La situation politique internationale semblait déjà complexe et aujourd'hui, avec la pandémie, elle est indéchiffrable. Les dirigeants Nord / Sud n’ont plus les yeux que vers les États-Unis, comme si la défaite de Trump pouvait changer la scène internationale qu'il a « bousillée » pendant 4 ans. L'administration Trump a opéré une véritable rupture avec le principe directeur de la politique étrangère américaine dans l'après-guerre froide, selon lequel ses rivaux seraient inclus dans le système international en tant que supposés « partenaires responsables ». Cependant, en remettant en question le multilatéralisme et ses institutions, l'Amérique de Donald Trump est devenue un « allié irresponsable », comme le décrit bien la chercheuse historienne Maya Kandel (1) en rejetant l'ordre international construit sous la ferme direction des États-Unis. Donald Trump a cherché à se débarrasser des structures multilatérales qui selon lui fragilisent la souveraineté américaine et vont à l'encontre des intérêts vitaux des États-Unis.

 

Sans aucun doute, lorsque Trump a agi pour affaiblir les organisations multilatérales, le « transnationalisme » avait des objectifs clairs : investir dans la promotion du nationalisme économique américain et atteindre l'objectif de réduire le rôle géopolitique de la Chine dans la coopération internationale. En fait, Trump n'a pas suivi une politique protectionniste, souveraine, afin de répondre aux désirs de la population qui cherchait plus de protection sociale et économique ; l'homme d'affaires Trump avait une stratégie de type mercantiliste pour défendre ses propres intérêts. Sa façon d'agir a montré qu'il était plus un entrepreneur qu'un représentant du peuple. Cette manière d'agir ne visait pas à réglementer, mais à obtenir des concessions spécifiques au service de ses entreprises et ses alliés.

 

Un autre fait à souligner est que nous ne pouvons ignorer l'intelligence de Donald Trump dans la perception de la société américaine. Au cours de la dernière campagne, il a ressenti le rejet du mondialisme par certaines catégories sociales, en particulier celles qui ont été touchées par la crise financière de 2007/2008. Pour cette raison, il a adopté une fausse position protectionniste.

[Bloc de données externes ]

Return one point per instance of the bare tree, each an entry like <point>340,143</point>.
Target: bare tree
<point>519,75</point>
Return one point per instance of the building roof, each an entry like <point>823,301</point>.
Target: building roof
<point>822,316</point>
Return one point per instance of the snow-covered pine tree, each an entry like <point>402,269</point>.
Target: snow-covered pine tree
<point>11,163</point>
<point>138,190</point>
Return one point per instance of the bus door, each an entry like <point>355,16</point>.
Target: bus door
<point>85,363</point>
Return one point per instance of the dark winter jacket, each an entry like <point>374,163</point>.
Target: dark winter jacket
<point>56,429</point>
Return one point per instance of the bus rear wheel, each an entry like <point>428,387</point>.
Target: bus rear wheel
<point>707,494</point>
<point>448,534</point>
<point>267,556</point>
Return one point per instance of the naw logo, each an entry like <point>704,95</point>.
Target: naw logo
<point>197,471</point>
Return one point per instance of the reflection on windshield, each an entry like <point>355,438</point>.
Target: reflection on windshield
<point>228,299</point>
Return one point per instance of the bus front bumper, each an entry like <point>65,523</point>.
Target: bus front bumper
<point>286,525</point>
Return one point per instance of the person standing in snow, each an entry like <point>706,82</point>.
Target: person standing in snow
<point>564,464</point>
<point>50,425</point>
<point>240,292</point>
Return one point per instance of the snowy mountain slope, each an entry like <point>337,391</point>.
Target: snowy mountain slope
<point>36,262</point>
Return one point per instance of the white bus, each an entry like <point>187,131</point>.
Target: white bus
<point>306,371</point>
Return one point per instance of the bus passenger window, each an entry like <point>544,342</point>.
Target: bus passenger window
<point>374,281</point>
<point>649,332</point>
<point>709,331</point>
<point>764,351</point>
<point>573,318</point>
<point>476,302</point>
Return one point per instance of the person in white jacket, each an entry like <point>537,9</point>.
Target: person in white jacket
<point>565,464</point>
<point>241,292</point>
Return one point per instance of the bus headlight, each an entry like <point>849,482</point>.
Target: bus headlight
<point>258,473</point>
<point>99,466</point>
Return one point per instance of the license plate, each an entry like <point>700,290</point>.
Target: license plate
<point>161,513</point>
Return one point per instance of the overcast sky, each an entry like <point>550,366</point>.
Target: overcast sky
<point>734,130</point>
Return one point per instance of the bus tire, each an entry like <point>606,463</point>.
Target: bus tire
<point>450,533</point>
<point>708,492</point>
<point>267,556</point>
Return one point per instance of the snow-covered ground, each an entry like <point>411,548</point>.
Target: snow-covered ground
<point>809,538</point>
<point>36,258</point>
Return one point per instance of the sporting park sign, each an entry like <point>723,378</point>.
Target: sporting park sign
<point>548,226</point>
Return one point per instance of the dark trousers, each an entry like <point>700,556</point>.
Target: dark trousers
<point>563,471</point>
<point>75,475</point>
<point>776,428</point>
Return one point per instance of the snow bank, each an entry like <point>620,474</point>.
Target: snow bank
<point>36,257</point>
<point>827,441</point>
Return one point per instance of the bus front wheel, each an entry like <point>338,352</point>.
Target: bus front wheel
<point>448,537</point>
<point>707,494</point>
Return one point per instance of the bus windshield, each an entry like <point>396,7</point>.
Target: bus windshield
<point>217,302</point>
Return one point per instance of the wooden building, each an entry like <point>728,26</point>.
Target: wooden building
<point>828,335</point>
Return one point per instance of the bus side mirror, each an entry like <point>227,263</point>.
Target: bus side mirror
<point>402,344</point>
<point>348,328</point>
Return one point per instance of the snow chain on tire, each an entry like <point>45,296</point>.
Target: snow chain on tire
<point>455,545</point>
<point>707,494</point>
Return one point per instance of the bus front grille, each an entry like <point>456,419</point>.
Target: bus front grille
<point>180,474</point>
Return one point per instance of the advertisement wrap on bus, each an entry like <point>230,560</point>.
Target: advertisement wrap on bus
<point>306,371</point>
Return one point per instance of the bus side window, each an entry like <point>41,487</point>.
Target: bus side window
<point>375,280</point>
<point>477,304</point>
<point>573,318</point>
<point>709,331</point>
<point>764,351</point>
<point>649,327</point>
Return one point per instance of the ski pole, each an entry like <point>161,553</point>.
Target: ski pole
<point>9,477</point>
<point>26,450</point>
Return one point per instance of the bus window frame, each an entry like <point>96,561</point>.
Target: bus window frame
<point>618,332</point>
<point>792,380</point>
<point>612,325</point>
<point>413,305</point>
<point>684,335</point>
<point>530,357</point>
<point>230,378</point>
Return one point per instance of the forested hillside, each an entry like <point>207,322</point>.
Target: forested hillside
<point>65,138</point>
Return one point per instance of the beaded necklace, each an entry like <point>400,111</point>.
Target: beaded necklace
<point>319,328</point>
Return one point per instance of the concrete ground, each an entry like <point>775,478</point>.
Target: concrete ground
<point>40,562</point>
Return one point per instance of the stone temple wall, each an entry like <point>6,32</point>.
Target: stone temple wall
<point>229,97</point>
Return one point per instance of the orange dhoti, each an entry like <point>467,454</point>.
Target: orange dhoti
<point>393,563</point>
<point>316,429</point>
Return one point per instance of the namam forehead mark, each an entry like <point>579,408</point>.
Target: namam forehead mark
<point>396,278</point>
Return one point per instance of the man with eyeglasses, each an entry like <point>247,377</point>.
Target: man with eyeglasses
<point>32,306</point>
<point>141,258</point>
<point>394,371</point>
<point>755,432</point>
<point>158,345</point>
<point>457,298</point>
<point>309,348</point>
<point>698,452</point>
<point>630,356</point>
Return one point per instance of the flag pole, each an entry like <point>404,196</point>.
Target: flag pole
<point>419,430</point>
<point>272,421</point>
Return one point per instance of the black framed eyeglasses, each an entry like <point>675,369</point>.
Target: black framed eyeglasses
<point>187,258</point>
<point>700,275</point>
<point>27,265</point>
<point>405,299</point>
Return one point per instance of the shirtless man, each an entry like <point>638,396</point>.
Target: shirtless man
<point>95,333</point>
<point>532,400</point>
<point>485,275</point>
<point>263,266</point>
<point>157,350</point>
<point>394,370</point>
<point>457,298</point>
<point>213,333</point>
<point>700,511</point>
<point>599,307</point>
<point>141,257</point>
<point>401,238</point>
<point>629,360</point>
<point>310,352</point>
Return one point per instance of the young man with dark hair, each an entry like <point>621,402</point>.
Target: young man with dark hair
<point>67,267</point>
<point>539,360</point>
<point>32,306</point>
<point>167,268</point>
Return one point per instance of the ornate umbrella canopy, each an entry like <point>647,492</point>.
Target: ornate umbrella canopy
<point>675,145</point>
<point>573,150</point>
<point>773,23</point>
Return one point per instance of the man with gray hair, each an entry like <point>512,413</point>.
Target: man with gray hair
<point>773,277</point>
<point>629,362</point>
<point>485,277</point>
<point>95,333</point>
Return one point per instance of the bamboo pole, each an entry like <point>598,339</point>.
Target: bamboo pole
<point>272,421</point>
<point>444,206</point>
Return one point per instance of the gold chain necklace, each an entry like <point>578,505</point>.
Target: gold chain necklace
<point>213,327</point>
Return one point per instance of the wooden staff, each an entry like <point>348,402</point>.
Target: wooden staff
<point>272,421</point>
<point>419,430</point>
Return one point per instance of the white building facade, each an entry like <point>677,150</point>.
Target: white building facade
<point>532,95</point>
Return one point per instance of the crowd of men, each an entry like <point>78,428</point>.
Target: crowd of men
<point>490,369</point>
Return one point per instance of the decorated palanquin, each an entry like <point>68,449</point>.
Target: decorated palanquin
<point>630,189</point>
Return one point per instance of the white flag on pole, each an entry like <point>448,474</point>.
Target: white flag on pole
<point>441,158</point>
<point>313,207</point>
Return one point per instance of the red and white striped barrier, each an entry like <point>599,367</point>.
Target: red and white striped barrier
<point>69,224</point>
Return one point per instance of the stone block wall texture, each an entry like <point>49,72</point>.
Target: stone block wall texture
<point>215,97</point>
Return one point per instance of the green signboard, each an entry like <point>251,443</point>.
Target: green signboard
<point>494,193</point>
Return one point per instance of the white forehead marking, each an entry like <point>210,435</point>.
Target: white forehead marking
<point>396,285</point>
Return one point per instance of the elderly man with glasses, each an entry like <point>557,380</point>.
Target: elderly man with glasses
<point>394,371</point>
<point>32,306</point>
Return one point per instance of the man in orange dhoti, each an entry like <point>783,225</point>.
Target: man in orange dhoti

Son discours électoral et son mandat présidentiel visaient à répondre à une revendication interne, d'abord d'une partie de l'élite conservatrice blanche de l'extrême droite qui défendait «America First» et rejetait massivement toute politique de migration et de défense des minorités. Deuxièmement, à sa classe moyenne inférieure et ses couches populaires qui avaient un sentiment d'abandon, d'un manque de protection de l'État américain. Durant cette période, il y a eu plusieurs critiques sur le budget américain affecté aux guerres et sur les coûts que traduisait le rôle joué par les États-Unis en tant que gardien du monde au détriment de la protection de leurs concitoyens. Le président Obama s'était déjà engagé à retirer ses troupes de certains pays ou à diminuer sa présence.

 

Il faut reconnaître que Donald Trump, élu la première fois, a failli obtenir un second mandat, car il a compris les angoisses d'une partie de cette population et a promis de la protéger contre un monde extérieur jugé hostile. L'Amérique « trumpiste » voulait révolutionner la politique étrangère américaine, et cette volonté de redéfinir la relation de l'Amérique avec le monde était au cœur de ses promesses électorales.

 

Le mandat de Trump a commencé par une vague de décrets qui ont préparé le terrain pour une présidence consacrée à « l’Amérique d’abord » dans une semaine et animée par le désir de déconstruire ce qui avait été fait par son prédécesseur Barack Obama. Il a satisfait sa base électorale, en plus de renforcer les fondements de l'extrême droite américaine et son ignorance et délires sur les démocrates classés comme socialistes qui prépareraient le retour du communisme. Là où il y a de l'ignorance, il est très facile de confondre le mal avec le bien et la vérité avec le mensonge. Ce faisant, l'administration Trump a affaibli la démocratie américaine, nourrissant les mensonges et diluant la haine pendant 4 ans, en plus d'approfondir les divisions sociales, économiques, de genre et raciales. Aujourd'hui, les Américains risquent de se battre entre eux, tandis que la pandémie se propage et que le nombre de morts dépasse 240 000 personnes.

 

Ce que révèle cette élection n'est donc pas une victoire de la démocratie américaine, mais au contraire la fragilité et la vulnérabilité de ses institutions dans une société fragmentée par la polarisation idéologique et identitaire.

 

Et si l'Europe pouvait assumer le rôle de leader dans la gouvernance mondiale...

 

Face à ce chaos sociétal créé aux États-Unis, le gouvernement de M. Biden ne pourra guère donner la priorité à la recomposition de la politique étrangère brisée par Trump. La position internationale des Etats-Unis, bien qu'affaiblie avec ses partenaires commerciaux et avec l'opinion publique internationale, ne sera pas prioritaire face à l'urgence interne d'un quasi-chaos social. Cette urgence interne n'est pas seulement liée à la pandémie Covid 19, mais à la maladie grave qui affecte la société américaine, comme nous l'avons déjà décrit, une société contaminée par la distillation de la haine nourrie par un réseau de mensonges qui aggravent les conflits et les divisions. Il semble évident que le premier défi pour le gouvernement Biden sera d'essayer de reconstituer la cohésion sociale dans une société américaine en crise profonde. Cette crise sociale américaine a également mis en évidence les inégalités économiques auxquelles le pays est confronté. Se consacrer principalement au scénario international serait dangereux. Le protectionnisme de Trump a non seulement affaibli le multilatéralisme économique et politique, mais il a également affaibli l'hégémonie américaine.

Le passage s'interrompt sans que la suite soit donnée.